# Indemnités chomage



## nany74 (31 Décembre 2022)

Bonjour, 

Je suis assistante maternelle et les parents de deux enfants dont j ai la garde me la retire après 4mois et demi de travail 
Savez vous si c est suffisant pour prétendre à une indemnite chômage ou si c est 6 mois ? 
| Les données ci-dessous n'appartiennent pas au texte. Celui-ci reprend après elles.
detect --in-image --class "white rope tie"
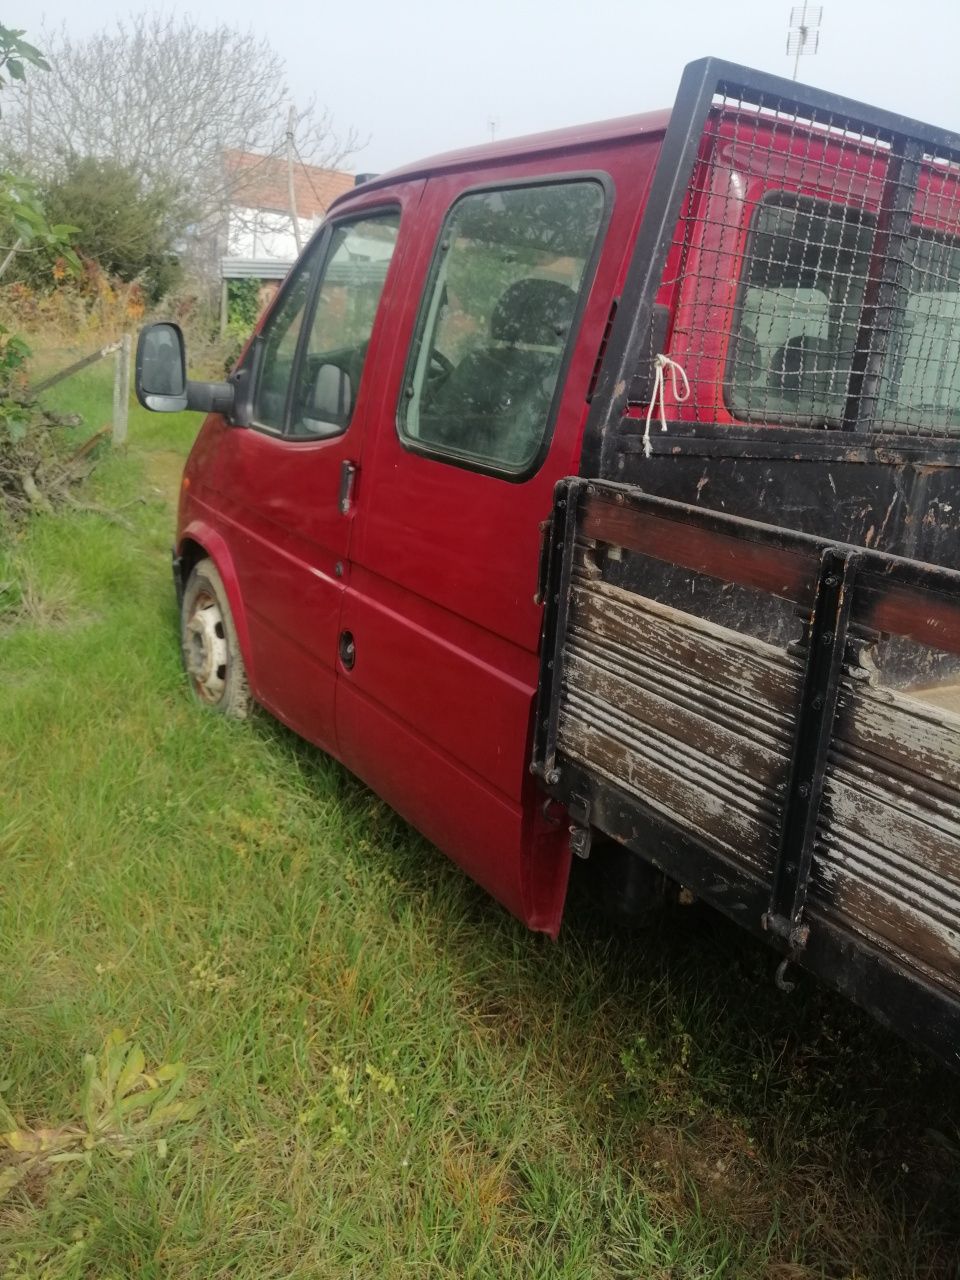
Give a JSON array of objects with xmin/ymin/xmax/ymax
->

Merci d avance pour vos réponses 
Belle journée


----------



## Nanou91 (2 Janvier 2023)

Pour le moment la loi actuelle c'est 6 mois (130 jours travaillés) ou 910 heures de travail.


----------



## liline17 (2 Janvier 2023)

je ne suis pas certaine de comprendre la question qui n'est pas précise, et du coup, peut être que Nanou ne la pas comprise non plus.
Vous avez commencé à travailler il n'y a que 4 mois? ou bien, vous voulez juste dire que vous n'avez fait que 4 mois avec cette famille?
Je ne suis pas une spécialiste de polemploi, mais si vous avez travaillé avant ce contrat, ils en tiendrons compte


----------



## Nanou91 (2 Janvier 2023)

@Liline, à condition qu'elle ait perdu aussi d'autres contrats pour lesquels elle aurait travaillé au moins 6 mois et qu'ils aient déjà ouvert des droits.
Si elle s'inscrit à POLE EMPLOI suite à la perte de ces contrats de 4 mois elle n'aura pas de droits


----------